To help clarify, it may be helpful for me to say what is currently missing (and maybe I am also wrong!)

Why not regex

Regex can absolutely do this except that regex breaks directory filter rule optimization. At least in my use case, this makes it way too slow to use

Docs:

If any regular expression filters are in use, then no directory recursion optimisation is possible, as rclone must check every path against the supplied regular expression(s).

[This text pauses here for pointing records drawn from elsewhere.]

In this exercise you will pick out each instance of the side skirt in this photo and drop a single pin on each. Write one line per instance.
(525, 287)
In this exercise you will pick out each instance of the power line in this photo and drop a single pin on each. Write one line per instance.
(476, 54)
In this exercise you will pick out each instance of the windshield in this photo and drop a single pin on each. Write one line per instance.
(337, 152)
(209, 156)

Why not include A/ and C/"

The reason not to just use a filter rule like:

+ /A/**
+ /C/**
- **

is that rclone will then keep all of /A and all of /C regardless of other filters. If I had no other filters, this would work but it is not general enough. Also, you need to know all directories in the remote besides the ones you don't want

Why not sync remote:A/ rather than remote:

The biggest reason is that I could have other anchored filters (e.g. - /A/sub/**) which would break.

Second is that you need to know the top level directories and need a sync call for each.

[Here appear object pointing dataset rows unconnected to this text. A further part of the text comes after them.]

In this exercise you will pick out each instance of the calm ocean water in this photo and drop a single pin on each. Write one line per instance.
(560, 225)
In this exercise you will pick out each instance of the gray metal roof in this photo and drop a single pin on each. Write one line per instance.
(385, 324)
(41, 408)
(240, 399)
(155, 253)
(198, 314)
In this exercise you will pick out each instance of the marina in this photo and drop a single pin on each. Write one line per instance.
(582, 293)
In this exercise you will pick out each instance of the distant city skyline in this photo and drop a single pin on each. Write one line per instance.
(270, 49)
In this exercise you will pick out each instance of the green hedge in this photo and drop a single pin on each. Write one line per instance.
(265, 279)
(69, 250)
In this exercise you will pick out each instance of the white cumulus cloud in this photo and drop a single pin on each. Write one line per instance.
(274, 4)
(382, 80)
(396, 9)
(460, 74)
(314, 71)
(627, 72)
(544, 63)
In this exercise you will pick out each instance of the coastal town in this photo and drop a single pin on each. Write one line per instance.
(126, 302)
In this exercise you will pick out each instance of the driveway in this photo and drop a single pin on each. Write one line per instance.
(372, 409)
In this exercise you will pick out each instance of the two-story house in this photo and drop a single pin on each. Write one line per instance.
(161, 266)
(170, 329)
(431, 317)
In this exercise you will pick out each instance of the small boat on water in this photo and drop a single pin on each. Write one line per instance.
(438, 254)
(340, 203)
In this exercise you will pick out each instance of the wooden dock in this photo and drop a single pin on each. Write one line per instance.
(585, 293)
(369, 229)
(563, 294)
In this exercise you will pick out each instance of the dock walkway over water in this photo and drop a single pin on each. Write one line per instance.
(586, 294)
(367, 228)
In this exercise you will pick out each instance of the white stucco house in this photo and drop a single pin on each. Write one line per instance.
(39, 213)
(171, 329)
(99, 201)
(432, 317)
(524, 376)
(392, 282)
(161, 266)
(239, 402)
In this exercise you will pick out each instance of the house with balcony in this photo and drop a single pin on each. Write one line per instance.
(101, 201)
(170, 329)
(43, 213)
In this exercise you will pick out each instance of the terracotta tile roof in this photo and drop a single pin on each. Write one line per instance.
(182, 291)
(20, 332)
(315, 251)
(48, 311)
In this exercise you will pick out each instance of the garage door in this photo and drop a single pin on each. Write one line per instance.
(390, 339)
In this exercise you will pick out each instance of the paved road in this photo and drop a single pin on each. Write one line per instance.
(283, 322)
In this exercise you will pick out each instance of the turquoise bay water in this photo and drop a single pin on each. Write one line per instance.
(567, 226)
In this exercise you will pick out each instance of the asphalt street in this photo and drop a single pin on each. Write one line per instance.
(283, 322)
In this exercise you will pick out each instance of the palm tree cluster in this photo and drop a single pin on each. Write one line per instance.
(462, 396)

(This is actually my current approach but it adds this risk).


Again, I may be mistaken on whether this is possible currently, but the alternatives I laid out are the best I could think of and are insufficient for the reasons I mentioned.

Thanks! I welcome all feedback!

instead of words, maybe a real work example with real files, so there is no confusion.

rclone tree . 
/
├── A
│   └── A.txt
├── B
│   └── B.txt
└── C
    └── C.txt

if the above tree is not a good example, the post:

  • the simplest tree of the source.
  • the exact tree of the desired output.

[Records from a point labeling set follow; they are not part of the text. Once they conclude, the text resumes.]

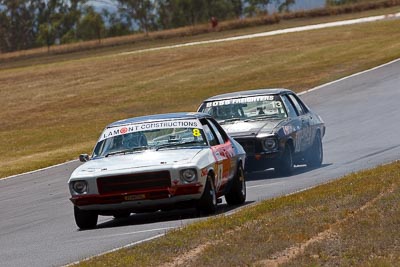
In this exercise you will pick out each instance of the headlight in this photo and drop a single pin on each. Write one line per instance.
(189, 175)
(270, 143)
(79, 187)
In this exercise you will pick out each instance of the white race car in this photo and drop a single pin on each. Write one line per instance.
(158, 162)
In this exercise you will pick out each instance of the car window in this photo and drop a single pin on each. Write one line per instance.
(243, 108)
(297, 105)
(212, 139)
(131, 138)
(216, 131)
(289, 107)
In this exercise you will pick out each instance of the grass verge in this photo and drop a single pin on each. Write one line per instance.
(352, 221)
(54, 110)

If you put the other filters first then they will run first and take priority.

I'm not sure I understand what you are getting at though :frowning: Maybe an actual example would be helpful?

Let's say my normal sync job is as follows

rclone sync gdrive: onedrive: \
    --filter-from filters.txt

and filters.txt has tons of filters that are anchored and may have lots of deep filters.

Now, I just want to sync a (deep?) subdirectory. I can't just do:

rclone sync gdrive:my/sub/dir onedrive:my/sub/dir \
    --filter-from filters.txt

since filters.txt is now broken and any anchored filters are rooted in gdrive:my/sub/dir.

What I want is something like:

rclone sync gdrive: onedrive: \
    --filter "- <NOT> /my/sub/dir/**" \
    --filter-from filters.txt

so the first filter will exclude everything but the deep subdir (and in an optimized way).

And again, I cannot do:

rclone sync gdrive: onedrive: \
    --filter "+ /my/sub/dir/**" \
    --filter-from filters.txt

because any filters in filter.txt that apply to /my/sub/dir/ will not apply since the positive filter will include it.

I hope this makes more sense!

I see what you mean!

Correct

That is conceptually quite simple.

We currently have +, and - rules. Perhaps we could make +! and -! rules which include the inverse of the match

So you'd have something like

rclone sync gdrive: onedrive: \
    --filter "-! /my/sub/dir/**" \
    --filter-from filters.txt

So -! would mean "exclude everything but" and +! would mean "include everything but".

It is always possible to re-arrange the rules so -! and +! aren't needed I think but in this specific case of combining rules it would be very useful.

Given that ! on its own isn't a valid regular expression, we could introduce this feature with {{!}} instead, to mean this match should be inverted. In that case your example would look like

rclone sync gdrive: onedrive: \
    --filter "- {{!}}/my/sub/dir/**" \
    --filter-from filters.txt

Which could conceivably be more useful elsewhere.

Is that the kind of thing you were thinking of?

Yes!

My only question is to verify that it wouldn’t break directory optimization. Otherwise, I could just accomplish this with regex (I think).

I think either of the proposed syntaxes would work though I prefer the former.

Thanks for taking the time to understand! I am also glad I didn’t just miss it.